Visual Studio .NET was part of the reason Brierley has gone from a creative marketing company with a disorganized technology group to one that understands a strong tech team means faster turnaround of client projects. Brierley trained existing staff on Visual Studio .NET. The Dallas-based company develops online customer loyalty programs and software that tracks customer behavior and buying patterns. Brierley employs about 230 people.
Since July 2001, Brierley has used its platform based on Visual Studio .NET for a half dozen clients, including Nokia, Seiko Epson, Vail Resorts and Sony.
Visual Studio .NET allows Brierley programmers to modify script-based business rules dynamically without shutting down their Web-based customer loyalty programs. Developers compile the modified business rules on the fly. Before, developers had to write code and recompile the application while offline.
Swift also is pleased with Visual Studio .NET's ability to integrate with third party software already on the market. For instance, Brierley's platform has to work with VeriSign's credit card processing software and Taxware sales tax calculation software. Brierley now has to do little integration work. Visual Studio .NET allows Brierley's platform to retrieve information from several remote servers using .NET technology called object remoting.
Another plus is the programming software complies with industry standards, including the Simple Object Access Protocol (SOAP). Brierley's development team experimented with beta versions of Visual Studio .NET for six weeks before deploying it for a client project. Brierley's first project based on its new Visual Studio .NET platform was for a Vail Resorts customer promotion program.
Brierley programmers found a few bugs in Visual Studio .NET but they've been "few and far between," Swift said. "In all cases we've been able to work around them."
Brierley's biggest implementation with its Visual Studio .NET-based platform was for Sony's MySony Web site, www.mysony.com.
Sony's customer-focused Web site boasts more than one million registered members, who receive weekly newsletters that promote Sony's TV programs, games, electronics and music. The newsletters also include Web links for more information. Visual Studio .NET made it possible for Brierley to route newsletter click-through traffic to specific servers using XML Web services, another standards-based method of doing system integration.
"It is relatively easy for us to move functionality from one server to another," Swift said.

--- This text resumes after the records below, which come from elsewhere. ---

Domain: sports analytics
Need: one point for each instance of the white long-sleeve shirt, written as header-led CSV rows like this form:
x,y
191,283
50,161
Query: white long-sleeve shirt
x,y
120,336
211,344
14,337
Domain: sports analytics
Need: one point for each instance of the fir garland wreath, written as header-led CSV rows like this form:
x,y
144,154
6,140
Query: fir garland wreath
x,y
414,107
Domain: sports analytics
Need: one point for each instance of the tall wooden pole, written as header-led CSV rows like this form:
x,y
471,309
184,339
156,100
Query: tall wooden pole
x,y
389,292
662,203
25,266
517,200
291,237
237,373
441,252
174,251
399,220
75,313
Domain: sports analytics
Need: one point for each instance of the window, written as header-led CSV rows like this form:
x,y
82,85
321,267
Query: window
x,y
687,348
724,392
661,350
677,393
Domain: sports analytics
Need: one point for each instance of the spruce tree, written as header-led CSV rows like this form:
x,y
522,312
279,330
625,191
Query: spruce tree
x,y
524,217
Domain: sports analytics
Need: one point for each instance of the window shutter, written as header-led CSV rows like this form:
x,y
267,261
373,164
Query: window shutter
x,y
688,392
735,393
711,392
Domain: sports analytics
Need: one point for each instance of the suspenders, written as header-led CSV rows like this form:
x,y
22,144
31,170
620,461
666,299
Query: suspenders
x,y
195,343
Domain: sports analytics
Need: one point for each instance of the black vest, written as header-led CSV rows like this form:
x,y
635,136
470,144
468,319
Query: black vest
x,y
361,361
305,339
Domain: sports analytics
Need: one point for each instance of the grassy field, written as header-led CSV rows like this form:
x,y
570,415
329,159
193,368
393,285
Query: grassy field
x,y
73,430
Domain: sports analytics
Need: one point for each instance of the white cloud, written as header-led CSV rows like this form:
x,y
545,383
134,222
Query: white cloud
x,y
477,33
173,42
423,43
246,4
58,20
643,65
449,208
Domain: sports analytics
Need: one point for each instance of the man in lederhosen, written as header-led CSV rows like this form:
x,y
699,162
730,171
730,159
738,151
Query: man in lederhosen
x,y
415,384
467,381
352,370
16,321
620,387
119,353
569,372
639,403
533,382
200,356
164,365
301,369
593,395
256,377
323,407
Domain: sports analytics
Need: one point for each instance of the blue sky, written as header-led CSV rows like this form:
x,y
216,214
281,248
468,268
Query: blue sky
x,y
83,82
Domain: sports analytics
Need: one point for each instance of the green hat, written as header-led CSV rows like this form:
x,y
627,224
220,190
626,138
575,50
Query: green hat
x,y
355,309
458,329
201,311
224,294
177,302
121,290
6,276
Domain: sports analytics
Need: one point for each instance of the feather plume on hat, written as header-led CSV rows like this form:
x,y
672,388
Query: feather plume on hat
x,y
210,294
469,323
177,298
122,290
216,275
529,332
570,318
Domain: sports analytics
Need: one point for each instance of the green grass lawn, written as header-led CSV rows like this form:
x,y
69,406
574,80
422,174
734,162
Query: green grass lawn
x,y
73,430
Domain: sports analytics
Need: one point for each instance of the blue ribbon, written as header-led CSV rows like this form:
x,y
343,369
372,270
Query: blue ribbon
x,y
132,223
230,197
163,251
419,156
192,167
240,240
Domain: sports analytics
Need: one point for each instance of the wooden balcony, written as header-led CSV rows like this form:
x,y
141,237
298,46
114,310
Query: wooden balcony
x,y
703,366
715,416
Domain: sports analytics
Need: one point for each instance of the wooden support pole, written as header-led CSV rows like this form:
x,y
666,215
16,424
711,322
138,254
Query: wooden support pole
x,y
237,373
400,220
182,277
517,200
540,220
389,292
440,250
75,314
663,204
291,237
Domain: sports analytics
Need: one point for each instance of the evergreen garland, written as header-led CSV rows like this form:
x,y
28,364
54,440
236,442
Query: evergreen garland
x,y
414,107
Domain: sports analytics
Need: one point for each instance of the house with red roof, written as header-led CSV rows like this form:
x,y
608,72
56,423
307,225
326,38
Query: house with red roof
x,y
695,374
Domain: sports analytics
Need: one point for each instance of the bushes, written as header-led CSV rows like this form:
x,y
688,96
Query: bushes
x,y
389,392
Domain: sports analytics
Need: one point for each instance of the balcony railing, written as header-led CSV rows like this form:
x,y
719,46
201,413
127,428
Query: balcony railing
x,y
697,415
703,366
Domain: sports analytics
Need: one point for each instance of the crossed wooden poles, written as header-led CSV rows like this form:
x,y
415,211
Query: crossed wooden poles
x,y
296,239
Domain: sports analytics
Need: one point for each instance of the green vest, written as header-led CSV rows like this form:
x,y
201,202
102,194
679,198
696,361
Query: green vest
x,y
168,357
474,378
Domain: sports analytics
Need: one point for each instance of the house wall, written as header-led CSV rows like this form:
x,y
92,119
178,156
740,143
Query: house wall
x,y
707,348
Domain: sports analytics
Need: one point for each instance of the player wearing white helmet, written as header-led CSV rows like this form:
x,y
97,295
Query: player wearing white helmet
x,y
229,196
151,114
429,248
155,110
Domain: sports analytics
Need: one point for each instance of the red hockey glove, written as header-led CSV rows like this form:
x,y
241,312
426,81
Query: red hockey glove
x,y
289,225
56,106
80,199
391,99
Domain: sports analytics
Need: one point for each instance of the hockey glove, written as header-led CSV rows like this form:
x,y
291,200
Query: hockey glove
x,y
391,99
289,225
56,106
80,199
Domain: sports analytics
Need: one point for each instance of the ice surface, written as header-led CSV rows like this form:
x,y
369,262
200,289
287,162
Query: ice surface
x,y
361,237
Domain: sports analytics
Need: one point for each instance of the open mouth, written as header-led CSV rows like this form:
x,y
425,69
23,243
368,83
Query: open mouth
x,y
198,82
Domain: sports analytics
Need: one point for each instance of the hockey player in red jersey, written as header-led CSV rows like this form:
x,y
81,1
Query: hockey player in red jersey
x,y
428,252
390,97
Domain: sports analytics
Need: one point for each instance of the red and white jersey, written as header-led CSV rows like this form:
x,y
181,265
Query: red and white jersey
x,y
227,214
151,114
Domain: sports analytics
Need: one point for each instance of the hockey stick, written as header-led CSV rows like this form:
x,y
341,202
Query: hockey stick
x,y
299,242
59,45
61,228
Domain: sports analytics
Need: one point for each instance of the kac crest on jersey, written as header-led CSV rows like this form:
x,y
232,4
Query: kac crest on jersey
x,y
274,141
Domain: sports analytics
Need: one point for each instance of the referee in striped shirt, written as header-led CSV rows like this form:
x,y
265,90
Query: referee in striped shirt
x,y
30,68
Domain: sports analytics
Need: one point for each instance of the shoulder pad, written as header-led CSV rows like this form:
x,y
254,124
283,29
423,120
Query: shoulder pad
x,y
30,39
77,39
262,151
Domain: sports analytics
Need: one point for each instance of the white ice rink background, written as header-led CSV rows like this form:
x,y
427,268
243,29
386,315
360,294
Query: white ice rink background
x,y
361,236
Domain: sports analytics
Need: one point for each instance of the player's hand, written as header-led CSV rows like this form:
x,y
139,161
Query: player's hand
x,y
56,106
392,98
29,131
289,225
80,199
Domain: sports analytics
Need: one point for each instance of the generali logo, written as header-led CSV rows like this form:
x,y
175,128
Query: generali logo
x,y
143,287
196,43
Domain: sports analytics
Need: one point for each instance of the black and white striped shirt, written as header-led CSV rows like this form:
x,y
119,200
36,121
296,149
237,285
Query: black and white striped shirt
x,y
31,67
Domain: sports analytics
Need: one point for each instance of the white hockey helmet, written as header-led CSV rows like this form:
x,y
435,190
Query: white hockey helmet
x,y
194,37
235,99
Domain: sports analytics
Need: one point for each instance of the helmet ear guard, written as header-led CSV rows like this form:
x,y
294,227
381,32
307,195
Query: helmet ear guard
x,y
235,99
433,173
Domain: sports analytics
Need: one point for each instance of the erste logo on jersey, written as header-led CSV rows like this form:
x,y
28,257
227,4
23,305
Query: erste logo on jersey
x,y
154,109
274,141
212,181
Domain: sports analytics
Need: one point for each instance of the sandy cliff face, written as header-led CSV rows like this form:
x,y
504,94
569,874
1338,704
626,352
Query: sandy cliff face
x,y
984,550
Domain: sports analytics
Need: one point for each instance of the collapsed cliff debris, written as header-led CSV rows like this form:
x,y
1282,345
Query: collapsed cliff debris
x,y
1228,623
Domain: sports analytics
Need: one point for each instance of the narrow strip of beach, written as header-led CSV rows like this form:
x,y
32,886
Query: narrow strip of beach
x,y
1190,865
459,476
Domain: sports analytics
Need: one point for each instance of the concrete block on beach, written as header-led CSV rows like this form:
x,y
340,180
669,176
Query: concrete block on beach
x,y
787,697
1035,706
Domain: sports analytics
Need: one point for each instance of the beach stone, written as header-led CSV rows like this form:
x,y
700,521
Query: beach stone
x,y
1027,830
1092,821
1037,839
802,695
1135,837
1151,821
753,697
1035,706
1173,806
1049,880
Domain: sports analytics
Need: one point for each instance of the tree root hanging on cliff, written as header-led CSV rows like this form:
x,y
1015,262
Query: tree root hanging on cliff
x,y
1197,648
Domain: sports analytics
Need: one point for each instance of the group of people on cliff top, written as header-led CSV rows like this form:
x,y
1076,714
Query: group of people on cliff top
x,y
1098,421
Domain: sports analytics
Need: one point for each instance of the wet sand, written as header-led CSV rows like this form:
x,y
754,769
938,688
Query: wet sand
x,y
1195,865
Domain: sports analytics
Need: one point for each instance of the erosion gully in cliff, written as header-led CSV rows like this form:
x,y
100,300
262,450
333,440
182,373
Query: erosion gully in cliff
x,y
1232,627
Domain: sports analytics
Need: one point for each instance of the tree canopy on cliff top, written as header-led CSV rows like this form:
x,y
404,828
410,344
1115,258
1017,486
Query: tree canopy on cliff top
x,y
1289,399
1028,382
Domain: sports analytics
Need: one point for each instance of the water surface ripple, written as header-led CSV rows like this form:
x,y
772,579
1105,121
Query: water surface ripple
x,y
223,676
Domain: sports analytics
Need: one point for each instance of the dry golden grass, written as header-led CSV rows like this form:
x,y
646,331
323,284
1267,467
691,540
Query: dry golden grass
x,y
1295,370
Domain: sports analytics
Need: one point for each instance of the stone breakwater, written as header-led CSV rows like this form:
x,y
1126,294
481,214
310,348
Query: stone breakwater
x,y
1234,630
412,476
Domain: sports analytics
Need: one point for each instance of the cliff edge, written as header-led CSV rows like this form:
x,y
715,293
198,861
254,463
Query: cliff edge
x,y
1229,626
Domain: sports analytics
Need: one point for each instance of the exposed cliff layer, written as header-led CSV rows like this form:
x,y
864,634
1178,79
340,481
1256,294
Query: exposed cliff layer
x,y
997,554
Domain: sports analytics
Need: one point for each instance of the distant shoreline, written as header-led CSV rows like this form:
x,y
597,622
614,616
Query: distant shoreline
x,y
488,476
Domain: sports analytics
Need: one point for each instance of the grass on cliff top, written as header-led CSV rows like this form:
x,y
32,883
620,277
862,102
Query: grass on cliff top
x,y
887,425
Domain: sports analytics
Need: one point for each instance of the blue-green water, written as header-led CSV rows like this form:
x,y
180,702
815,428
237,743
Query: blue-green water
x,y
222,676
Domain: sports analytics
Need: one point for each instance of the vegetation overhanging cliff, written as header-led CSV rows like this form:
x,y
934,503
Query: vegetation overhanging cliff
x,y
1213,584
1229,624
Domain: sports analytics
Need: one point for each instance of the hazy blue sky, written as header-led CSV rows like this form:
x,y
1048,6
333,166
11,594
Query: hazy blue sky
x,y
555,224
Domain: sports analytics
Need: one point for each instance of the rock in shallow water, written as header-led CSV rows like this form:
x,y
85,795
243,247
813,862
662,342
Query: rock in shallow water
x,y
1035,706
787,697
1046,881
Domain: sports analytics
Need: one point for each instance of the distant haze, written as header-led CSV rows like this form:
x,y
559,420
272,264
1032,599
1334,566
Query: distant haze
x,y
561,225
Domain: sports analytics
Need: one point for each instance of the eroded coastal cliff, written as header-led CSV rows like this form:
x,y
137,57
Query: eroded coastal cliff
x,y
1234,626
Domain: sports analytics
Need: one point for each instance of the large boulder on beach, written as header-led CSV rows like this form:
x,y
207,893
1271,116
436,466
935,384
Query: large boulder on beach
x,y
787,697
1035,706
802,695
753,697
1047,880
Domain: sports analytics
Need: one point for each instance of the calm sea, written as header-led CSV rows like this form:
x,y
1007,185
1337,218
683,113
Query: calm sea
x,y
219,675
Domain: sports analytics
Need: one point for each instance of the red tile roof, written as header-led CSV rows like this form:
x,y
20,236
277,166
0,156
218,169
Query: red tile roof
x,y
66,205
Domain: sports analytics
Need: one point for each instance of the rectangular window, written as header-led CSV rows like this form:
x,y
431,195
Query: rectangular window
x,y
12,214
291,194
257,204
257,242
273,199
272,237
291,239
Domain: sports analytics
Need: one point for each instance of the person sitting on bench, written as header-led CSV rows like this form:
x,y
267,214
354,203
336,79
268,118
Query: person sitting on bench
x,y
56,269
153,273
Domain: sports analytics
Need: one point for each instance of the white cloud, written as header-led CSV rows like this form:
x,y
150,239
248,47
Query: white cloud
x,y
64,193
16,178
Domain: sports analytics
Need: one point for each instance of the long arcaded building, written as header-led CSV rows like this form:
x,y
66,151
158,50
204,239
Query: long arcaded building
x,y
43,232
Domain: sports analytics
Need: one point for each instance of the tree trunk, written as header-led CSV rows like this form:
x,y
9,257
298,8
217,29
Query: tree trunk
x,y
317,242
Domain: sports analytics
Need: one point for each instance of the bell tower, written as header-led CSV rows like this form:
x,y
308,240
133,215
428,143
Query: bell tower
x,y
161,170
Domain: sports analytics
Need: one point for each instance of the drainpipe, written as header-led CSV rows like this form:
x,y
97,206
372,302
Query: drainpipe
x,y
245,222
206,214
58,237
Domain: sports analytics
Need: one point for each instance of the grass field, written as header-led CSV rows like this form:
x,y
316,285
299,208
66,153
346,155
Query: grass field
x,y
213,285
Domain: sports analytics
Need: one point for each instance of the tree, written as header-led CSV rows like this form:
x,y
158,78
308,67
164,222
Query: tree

Though the My Sony site went live in October 2001, Brierley continually alters and adds custom features. For example, this fall Swift and his developers launched an auction component to the site, where consumers can bid on items with a combination of customer loyalty points and cash.
Works well with others
Visual Studio .NET allowed Brierley's developers to integrate its platform with Sony's various operating systems and programming languages.
"Most of Sony's applications are written in Java and run on Linux and Solaris," said Swift, who has experience with CORBA.
.NET is a big step for Microsoft, which in the past wasn't keen on having its software work well with other non-Microsoft software.
"Interoperability is more important than fighting about Java," Swift said.